L’art lyrique a ceci de magique qu’aucune soirée ne se ressemble. Cette reprise du Pelléas et Mélisande d’Eric Ruf affichait un casting alléchant. Mais finalement, alors que Patricia Petibon était annoncée, une méchante allergie l’a contrainte à devoir seulement mimer Mélisande ce soir, comme à la première, en étant doublée à l’avant- scène par l’exquise Vannina Santoni, qui a déjà triomphé dans ce rôle à Lille.
Deux Mélisande pour un Pelléas donc, et quel Pelléas, celui de Stanislas de Barbeyrac. Une diction parfaite si indispensable pour cette œuvre, où le chant et le parler s’enchevêtrent en permanence, couplée à un timbre soyeux et à une belle homogénéité de registres sur l’ensemble de la tessiture, des graves barytonants aux aigus franchis avec une aisance déconcertante, font du ténor français peut-être le meilleur interprète du rôle à l’heure actuelle. Il était de surcroît en totale harmonie scénique avec le jeu de Patricia Petibon, dont la rousseur flamboyante apportait la touche de lumière indispensable à la noirceur du décor. Vocalement, l’harmonie était aussi au rendez-vous. Vannina Santoni a déployé des trésors de délicatesse, maniant les nuances avec beaucoup de subtilités pour rendre toute la tendresse et toute l’authenticité du personnage, grâce à son émission à la fois claire et tout en rondeur.
Tout le plateau était d’ailleurs parfaitement équilibré. Simon Keenlyside campe un Golaud complexe, dévoré de jalousie, se consumant de douleur, n’hésitant pas à torturer son propre fils, magnifiquement interprété par Chloé Briot ou Mélisande elle-même lorsqu’il la terrasse en la traînant par les cheveux ou n’hésitant pas à la harceler sur son lit de mort. Il partage avec nombre de chanteurs anglo-saxons une articulation assez remarquable du français et une présence scénique hors norme, accentuant l’horreur de l’assassinat du frère et rendant avec une justesse folle toutes les contradictions qui traversent Golaud dans le dernier acte.
Golaud et Yniold (c) Vincent Pontet
Jean Teitgen est un Arkel superlatif à la voix ample et aux graves ronds, rayonnant d’humanité dans les deux derniers actes et Lucile Richardot une Geneviève au timbre somptueux et à la diction remarquable. A noter également le très bon docteur enfin plutôt marin ici de Thibault de Damas.

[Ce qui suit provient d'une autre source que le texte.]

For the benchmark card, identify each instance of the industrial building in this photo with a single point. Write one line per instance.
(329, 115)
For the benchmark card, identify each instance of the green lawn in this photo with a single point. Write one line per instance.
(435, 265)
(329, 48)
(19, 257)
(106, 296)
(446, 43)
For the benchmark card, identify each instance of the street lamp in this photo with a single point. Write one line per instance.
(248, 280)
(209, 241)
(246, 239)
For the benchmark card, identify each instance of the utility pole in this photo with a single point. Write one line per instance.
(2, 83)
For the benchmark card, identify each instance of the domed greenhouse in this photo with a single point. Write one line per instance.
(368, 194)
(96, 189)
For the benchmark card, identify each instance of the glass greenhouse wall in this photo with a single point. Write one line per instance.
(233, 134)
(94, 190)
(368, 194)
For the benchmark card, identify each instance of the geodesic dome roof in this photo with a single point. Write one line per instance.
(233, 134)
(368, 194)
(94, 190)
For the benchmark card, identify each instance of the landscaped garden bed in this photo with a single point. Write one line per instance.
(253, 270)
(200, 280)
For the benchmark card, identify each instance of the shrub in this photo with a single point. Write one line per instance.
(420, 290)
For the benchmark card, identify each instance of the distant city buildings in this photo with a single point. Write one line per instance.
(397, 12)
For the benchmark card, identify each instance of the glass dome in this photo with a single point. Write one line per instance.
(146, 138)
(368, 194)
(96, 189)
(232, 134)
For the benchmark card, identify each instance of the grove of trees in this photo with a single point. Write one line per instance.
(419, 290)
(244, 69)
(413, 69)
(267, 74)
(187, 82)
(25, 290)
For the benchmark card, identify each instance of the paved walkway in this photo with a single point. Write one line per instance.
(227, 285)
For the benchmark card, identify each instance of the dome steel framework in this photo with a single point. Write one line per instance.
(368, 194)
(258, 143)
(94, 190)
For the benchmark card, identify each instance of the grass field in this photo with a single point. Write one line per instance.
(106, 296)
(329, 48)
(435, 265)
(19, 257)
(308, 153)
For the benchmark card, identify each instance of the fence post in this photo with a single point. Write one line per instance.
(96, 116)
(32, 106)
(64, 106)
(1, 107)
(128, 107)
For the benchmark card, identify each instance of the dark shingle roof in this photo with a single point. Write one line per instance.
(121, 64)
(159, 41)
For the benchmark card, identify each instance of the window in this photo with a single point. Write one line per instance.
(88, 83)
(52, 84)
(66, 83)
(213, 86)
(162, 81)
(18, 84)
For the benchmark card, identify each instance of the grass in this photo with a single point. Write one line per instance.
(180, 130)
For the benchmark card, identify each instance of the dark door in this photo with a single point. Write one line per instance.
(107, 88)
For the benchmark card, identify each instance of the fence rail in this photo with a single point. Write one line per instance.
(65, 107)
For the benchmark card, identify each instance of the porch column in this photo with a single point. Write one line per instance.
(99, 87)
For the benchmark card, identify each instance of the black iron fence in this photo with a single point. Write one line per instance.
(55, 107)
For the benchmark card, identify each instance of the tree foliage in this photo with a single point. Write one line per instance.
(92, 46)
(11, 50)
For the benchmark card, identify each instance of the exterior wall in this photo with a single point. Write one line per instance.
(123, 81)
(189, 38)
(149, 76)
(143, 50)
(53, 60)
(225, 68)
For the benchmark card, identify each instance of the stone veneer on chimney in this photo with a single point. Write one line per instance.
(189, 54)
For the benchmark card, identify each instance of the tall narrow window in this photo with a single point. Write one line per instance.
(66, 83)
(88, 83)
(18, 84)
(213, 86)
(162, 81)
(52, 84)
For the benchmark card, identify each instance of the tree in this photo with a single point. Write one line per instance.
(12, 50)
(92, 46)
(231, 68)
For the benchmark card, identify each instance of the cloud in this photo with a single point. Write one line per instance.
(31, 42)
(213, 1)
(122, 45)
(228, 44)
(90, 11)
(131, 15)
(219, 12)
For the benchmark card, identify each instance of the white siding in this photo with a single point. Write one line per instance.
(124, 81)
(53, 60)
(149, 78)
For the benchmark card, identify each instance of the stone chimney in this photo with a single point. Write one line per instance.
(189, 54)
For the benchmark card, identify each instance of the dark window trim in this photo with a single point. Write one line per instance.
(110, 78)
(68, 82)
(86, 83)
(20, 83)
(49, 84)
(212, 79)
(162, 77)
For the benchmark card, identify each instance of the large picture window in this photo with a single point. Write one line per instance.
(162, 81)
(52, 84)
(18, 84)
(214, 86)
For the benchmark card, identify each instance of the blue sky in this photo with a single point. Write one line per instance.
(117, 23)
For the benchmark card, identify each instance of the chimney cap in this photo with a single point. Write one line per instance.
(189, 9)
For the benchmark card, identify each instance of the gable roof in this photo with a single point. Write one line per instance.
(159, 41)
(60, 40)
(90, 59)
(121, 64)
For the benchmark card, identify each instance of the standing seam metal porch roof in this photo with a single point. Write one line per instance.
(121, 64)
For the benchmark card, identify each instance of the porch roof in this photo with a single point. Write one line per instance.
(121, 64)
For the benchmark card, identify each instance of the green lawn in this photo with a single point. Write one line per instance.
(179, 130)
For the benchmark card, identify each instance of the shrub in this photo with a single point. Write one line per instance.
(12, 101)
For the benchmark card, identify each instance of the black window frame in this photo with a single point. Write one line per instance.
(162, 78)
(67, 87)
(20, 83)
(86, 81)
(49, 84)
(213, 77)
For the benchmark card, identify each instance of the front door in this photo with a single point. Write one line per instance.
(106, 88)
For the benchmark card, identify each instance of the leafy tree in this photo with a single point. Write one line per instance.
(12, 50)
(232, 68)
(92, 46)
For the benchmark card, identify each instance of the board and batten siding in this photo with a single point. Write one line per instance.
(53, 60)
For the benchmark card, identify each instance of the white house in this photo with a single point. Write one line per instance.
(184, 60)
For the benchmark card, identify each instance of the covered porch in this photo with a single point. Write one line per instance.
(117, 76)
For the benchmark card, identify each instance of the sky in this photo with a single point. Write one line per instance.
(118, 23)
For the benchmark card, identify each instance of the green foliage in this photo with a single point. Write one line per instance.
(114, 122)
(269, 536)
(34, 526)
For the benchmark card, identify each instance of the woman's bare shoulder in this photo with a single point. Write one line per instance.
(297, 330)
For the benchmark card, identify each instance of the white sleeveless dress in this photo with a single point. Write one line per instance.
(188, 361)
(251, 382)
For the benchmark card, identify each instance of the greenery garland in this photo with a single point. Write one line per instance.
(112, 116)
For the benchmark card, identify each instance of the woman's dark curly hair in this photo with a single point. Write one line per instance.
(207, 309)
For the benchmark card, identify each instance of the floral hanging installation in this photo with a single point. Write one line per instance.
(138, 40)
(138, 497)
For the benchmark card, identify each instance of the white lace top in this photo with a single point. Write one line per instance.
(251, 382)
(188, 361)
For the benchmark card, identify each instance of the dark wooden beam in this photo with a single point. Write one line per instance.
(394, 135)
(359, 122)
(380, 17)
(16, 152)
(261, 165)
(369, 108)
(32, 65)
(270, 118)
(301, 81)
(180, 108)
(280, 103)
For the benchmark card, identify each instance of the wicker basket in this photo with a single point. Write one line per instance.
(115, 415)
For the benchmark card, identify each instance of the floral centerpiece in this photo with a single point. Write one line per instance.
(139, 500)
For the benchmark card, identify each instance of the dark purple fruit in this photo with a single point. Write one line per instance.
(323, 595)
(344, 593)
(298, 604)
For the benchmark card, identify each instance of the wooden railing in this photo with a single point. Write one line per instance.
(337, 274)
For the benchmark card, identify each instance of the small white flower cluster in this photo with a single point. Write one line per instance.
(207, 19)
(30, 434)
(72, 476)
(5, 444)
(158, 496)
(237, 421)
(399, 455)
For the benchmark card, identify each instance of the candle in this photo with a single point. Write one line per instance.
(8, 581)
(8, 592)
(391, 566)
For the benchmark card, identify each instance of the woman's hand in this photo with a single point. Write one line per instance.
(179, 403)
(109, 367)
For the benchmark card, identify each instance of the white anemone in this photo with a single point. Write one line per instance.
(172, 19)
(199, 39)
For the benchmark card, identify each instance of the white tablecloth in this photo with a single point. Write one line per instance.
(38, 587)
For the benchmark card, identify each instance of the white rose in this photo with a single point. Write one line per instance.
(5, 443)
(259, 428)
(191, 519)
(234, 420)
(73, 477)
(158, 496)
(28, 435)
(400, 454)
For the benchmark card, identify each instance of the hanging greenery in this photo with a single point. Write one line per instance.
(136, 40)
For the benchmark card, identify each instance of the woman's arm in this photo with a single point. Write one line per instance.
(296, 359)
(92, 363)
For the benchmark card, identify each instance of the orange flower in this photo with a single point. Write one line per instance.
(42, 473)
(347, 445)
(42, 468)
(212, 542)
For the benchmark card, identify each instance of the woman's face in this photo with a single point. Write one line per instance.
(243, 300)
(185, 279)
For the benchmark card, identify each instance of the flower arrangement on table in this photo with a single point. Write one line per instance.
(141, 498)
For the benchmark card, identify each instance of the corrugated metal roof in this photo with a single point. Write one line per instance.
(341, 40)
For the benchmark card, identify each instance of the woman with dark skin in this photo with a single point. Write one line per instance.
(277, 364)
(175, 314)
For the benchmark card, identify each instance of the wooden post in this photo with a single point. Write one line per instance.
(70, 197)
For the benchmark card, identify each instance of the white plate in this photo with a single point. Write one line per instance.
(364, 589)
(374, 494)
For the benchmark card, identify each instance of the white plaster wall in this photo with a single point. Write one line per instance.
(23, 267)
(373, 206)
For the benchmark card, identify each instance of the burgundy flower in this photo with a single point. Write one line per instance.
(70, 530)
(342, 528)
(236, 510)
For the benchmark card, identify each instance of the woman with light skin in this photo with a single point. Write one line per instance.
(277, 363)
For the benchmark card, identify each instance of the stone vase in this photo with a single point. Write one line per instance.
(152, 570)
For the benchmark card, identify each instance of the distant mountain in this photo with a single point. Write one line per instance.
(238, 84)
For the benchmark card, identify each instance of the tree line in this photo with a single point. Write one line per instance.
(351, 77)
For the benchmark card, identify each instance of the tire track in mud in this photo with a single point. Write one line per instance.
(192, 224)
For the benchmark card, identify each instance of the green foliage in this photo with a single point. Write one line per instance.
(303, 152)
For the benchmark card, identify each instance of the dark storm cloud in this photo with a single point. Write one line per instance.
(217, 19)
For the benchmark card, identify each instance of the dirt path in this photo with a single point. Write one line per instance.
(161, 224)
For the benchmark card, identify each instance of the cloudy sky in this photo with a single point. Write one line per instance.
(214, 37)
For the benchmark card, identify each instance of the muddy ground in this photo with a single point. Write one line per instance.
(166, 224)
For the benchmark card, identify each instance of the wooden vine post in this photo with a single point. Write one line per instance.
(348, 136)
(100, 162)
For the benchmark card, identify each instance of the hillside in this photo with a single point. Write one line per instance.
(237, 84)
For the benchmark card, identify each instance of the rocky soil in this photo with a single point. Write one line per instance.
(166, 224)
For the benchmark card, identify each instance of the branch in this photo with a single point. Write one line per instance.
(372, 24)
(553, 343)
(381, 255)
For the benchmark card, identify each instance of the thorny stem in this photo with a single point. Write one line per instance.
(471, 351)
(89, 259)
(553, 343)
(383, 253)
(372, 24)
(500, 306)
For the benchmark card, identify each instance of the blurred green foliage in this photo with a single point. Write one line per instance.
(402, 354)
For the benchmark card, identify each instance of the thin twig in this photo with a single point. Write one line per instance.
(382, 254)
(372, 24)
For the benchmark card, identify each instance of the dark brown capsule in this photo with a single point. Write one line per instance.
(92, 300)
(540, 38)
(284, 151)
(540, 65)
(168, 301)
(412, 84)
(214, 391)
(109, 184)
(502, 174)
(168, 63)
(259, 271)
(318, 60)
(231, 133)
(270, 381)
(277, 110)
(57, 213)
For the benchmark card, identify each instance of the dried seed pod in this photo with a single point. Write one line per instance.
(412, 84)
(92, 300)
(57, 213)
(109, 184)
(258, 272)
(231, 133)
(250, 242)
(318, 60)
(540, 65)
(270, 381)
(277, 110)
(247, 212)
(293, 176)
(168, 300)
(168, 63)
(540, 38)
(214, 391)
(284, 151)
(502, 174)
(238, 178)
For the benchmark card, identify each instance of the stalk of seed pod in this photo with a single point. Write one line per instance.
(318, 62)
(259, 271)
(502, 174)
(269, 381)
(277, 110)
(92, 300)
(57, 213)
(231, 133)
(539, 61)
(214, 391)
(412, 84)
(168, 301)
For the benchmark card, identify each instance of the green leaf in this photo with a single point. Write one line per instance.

La sobriété de la mise en scène très épurée et presque glaçante d’Eric Ruf, cantonnée à un décor quasi unique, a permis de mettre en valeur l’intimité de ce drame familial où même l’innocence d’un amour pur ne trouve grâce. Ayant pour fil conducteur la métaphore aquatique, la conception d’Eric Ruf suit fidèlement le livret en conservant tout le mystère entourant les personnages sans chercher à y apporter d’explication supplémentaires.
A l’instar de la mise en scène, le texte est sublimé par l’orchestre de Debussy, magistralement dirigé par François-Xavier Roth, portant tour à tour la délicatesse des notes soutenant la moindre inflexion du texte et des attaques fulgurantes, puissamment assénées tout en assurant dans les interludes une précision remarquable. François-Xavier Roth utilise des instruments de l’époque de la création de l’œuvre ce qui atténue un peu l’écriture de Debussy dans son rendu des vagues …sans pour autant sacrifier l’attention portée aux chanteurs, constante. A de rares moments, les voix furent un peu couvertes par la matrice orchestrale très colorée et très nuancée des Siècles.